Comparisons / Agno vs AWS Strands Agents

Agno vs AWS Strands Agents: Which Agent Framework to Use?

Agno vs AWS Strands Agents, head to head

Agno and AWS Strands Agents both let you build an agent, but they sit in different parts of the stack and they assume different things about who's writing the code.

Agno (formerly Phidata) is a lightweight Python framework for building agents.

AWS Strands Agents is a lightweight, model-driven Python SDK for building agents released by AWS in May 2025.

Underneath, both wrap the same thing: a model call, a tool dispatch, a loop. The decision is about which abstraction your team wants to think in day to day, and which ecosystem you're willing to inherit along with it. There's an honest, framework-free version of the same pattern in about 60 lines of Python in the lesson at the bottom of this page — useful as a baseline regardless of which framework wins.

Pick Agno if

Pick Agno if agno adds value when you want a batteries-included agent with minimal boilerplate — especially for multi-modal agents or team orchestration. But each of its abstractions maps to a small piece of plain Python. If your agent is straightforward, writing it directly gives you full control with zero framework overhead. The tradeoffs in its intro should match how your team already thinks about agents; AWS Strands Agents will feel like translation if they don't.

Full Agnocomparison →

Pick AWS Strands Agents if

Pick AWS Strands Agents if aWS Strands fits AWS-heavy teams that want a thin SDK, native MCP, and a hosted runtime via Bedrock AgentCore. The model-driven design is genuinely lighter than LangChain — but for teams not on AWS, plain Python is closer to what Strands is doing than any other framework on this list. The tradeoffs in its intro should match how your team already thinks about agents; Agno will feel like translation if they don't.

Full AWS Strands Agentscomparison →

What both add

Whichever you pick, you're inheriting a dependency tree and a vocabulary your team has to learn before they ship anything. Agno has its own class hierarchy and tool registration conventions; AWS Strands Agents has its. Either way, when something misbehaves you'll be reading framework source before you reach the actual HTTP call.

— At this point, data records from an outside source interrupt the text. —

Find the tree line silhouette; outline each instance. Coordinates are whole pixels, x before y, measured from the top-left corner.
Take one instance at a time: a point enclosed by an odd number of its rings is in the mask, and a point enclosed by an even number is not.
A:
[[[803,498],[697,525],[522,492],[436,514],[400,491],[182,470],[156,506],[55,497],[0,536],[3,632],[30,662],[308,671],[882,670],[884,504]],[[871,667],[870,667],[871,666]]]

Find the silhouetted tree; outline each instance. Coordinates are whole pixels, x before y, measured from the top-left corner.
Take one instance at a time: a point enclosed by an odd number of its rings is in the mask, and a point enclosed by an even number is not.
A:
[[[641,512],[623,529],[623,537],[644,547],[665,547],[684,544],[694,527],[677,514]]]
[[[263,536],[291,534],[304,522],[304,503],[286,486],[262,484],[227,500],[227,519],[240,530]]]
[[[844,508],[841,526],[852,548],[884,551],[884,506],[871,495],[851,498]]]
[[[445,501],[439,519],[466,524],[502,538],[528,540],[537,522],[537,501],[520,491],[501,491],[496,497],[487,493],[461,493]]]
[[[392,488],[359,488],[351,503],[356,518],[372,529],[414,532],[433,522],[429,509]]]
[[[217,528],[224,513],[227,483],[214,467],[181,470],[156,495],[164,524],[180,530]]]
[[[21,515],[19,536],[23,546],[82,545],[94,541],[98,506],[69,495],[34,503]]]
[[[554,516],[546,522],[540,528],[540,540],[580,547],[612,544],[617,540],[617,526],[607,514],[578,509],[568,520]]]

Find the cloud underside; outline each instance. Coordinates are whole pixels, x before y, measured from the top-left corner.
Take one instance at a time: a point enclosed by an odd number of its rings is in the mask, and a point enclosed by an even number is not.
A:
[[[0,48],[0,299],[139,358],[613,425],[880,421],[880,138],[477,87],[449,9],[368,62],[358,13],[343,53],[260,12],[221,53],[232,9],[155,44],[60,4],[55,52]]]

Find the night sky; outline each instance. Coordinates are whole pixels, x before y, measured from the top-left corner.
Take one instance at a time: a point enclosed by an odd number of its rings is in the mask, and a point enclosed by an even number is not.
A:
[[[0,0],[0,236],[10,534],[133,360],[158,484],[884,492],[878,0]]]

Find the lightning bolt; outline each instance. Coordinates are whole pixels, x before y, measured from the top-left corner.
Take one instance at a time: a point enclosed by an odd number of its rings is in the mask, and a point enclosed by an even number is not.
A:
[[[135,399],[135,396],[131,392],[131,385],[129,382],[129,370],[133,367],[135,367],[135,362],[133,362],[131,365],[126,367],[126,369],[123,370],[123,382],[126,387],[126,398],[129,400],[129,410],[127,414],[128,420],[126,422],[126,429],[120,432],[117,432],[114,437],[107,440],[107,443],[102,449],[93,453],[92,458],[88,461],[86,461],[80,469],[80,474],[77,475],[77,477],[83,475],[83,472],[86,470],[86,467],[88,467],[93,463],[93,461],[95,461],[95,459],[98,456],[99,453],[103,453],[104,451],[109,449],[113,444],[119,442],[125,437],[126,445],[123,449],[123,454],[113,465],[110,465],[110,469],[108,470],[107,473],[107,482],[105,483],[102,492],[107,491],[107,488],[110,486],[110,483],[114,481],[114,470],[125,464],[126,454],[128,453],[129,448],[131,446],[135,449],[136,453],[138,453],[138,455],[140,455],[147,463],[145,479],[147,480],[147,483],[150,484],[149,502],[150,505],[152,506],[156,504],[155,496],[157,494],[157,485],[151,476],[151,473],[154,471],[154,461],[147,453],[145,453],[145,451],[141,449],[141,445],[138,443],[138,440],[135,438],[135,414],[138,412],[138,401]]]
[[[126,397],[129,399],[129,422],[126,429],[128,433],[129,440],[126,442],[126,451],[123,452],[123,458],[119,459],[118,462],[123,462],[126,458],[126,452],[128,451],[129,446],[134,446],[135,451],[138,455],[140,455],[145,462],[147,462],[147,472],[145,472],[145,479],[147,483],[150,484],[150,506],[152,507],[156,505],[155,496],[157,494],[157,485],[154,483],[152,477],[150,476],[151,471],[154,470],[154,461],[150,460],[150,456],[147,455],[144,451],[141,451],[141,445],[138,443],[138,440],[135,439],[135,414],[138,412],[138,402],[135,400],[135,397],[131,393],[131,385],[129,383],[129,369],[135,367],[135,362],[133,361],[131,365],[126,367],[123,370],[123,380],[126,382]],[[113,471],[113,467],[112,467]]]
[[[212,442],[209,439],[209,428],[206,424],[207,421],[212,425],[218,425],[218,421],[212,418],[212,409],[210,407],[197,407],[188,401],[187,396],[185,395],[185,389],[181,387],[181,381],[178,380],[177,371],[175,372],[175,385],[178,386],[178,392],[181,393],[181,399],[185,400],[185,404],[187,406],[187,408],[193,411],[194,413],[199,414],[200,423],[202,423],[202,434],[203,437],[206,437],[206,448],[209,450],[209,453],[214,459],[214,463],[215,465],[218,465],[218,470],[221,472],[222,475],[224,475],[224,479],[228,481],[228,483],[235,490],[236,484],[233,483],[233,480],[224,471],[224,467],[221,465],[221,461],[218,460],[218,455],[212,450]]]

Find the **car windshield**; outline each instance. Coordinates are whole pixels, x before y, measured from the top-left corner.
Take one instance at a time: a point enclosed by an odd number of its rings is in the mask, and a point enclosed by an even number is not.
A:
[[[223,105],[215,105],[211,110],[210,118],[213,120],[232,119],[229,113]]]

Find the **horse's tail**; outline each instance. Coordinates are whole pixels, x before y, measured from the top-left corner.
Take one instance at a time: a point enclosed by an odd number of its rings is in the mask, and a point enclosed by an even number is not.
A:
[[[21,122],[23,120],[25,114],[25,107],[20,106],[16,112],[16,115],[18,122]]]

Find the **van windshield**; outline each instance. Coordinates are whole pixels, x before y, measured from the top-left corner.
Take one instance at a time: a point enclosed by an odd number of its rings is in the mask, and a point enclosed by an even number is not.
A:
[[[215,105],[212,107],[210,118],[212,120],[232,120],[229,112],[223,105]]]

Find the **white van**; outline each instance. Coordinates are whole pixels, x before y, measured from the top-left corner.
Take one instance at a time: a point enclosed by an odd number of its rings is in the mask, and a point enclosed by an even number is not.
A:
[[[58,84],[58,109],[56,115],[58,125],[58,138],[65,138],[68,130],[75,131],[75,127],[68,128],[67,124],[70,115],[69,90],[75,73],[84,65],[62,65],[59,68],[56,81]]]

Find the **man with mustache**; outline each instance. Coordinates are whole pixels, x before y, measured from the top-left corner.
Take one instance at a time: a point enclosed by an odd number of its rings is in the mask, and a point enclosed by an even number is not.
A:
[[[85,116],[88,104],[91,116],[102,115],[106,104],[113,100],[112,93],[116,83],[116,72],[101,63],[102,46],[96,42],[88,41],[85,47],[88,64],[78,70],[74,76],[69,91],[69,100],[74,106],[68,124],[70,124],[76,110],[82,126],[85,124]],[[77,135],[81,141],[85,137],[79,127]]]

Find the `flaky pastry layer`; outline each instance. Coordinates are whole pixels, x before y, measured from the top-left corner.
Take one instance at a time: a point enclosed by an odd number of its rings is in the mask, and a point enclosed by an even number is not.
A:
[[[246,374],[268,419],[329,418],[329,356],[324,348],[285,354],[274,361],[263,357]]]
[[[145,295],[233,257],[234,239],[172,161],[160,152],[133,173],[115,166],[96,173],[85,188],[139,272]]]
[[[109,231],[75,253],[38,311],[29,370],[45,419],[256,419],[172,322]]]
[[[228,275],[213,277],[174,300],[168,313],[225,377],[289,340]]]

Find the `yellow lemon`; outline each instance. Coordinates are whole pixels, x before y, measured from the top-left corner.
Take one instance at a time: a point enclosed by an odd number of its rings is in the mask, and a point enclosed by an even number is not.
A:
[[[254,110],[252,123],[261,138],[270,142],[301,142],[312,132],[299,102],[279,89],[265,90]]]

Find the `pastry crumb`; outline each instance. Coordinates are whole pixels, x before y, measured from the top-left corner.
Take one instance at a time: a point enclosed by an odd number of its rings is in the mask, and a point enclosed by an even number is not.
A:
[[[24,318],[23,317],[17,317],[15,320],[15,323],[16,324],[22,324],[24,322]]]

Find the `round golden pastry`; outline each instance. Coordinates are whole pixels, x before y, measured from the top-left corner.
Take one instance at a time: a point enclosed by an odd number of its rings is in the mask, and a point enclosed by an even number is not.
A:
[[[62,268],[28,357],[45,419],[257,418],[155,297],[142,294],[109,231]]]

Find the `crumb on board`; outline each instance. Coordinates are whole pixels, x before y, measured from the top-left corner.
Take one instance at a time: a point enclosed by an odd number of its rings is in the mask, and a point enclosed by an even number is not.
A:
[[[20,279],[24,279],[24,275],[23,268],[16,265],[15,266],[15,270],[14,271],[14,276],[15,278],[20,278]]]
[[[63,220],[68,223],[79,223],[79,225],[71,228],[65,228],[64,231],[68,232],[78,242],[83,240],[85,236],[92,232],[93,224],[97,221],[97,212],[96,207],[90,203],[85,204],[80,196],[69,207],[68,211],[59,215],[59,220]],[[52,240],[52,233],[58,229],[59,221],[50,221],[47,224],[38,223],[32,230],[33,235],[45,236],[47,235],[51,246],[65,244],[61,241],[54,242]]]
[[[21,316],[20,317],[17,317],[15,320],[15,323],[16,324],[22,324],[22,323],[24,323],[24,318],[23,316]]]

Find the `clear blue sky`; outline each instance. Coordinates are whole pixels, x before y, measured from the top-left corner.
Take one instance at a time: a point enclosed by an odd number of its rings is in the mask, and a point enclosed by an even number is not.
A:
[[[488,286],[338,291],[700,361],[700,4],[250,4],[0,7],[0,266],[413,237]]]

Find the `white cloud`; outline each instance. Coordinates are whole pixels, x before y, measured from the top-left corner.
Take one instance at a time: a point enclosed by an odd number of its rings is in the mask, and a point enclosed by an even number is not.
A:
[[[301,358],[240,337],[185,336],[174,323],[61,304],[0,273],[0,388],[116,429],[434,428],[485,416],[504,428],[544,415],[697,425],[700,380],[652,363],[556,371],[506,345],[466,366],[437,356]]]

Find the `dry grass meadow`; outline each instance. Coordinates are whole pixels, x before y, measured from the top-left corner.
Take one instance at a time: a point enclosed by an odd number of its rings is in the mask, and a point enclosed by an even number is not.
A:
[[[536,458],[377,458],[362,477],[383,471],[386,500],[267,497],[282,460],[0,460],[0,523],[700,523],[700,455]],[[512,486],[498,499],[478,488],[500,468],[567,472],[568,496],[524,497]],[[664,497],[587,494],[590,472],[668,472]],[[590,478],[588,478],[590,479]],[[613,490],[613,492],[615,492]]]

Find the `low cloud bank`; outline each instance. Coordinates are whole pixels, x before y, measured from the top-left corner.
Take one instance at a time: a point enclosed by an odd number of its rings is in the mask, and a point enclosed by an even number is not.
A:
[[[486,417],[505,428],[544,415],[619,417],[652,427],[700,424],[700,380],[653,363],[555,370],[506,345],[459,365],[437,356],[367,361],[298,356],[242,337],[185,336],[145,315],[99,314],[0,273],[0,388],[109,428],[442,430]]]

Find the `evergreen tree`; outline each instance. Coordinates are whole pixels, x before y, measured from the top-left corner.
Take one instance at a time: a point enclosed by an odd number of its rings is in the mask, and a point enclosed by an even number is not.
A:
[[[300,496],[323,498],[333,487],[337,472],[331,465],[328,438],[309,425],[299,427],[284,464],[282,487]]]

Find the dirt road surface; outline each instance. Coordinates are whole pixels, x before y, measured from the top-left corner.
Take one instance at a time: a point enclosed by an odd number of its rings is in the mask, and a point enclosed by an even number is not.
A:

If the real workload is one model and a handful of tools, both can feel like a workbench for driving a nail. The lesson below builds the same pattern in plain Python — useful as a comparison point even if you ultimately keep the framework.

By the numbers

By the numbers

Agno

GitHub Stars

39.2k

Forks

5.2k

Language

Python

License

Apache-2.0

Created

2022-05-04

Created by

Agno (formerly Phidata)

github.com/agno-agi/agno

AWS Strands Agents

GitHub Stars

4.2k

Forks

380

Language

Python

License

Apache-2.0

Created

2025-05-01

Created by

AWS

Backed by

Amazon Web Services

Cloud/SaaS

Designed to run on Bedrock AgentCore for hosted deploy + observability

Production ready

Yes

Used by: Amazon Q Developer, AWS Glue, AWS internal teams

github.com/strands-agents/sdk-python

GitHub stats as of April 2026. Stars indicate community interest, not necessarily quality or fit for your use case.

ConceptAgnoAWS Strands Agents
Agent`Agent(model=OpenAIChat(), instructions=[...])` class with `run()` method`Agent(model, tools, system_prompt)` with the model running its own tool-call loop
ToolsFunction tools via `@tool` decorator or built-in toolkits (web search, SQL, etc.)`@tool` decorator on Python functions; type hints become the schema
Agent Loop`Agent.run()` handles tool dispatch internally, configurable via `show_tool_calls`
Memory / KnowledgeKnowledge bases (PDF, URL, vector DB) injected via `knowledge` param + built-in memory
Multi-Agent (Teams)`Team` class with `agents` list, `mode` (sequential, parallel, coordinate), and shared memory
Storage`SqlAgentStorage`, `PostgresAgentStorage` for persisting sessions and state
LoopImplicit — the model decides when to call tools and when to stop
Multi-agent`Graph`, `Swarm`, agents-as-tools, and a workflow primitive
MCPFirst-class MCP server + client support out of the box
DeployBedrock AgentCore for hosted runtime, observability, identity

Or build your own in 60 lines

Both Agno and AWS Strands Agents implement the same 8 patterns. An agent is a function. Tools are a dict. The loop is a while loop. The whole thing composes in ~60 lines of Python.

No framework. No dependencies. No opinions. Just the code.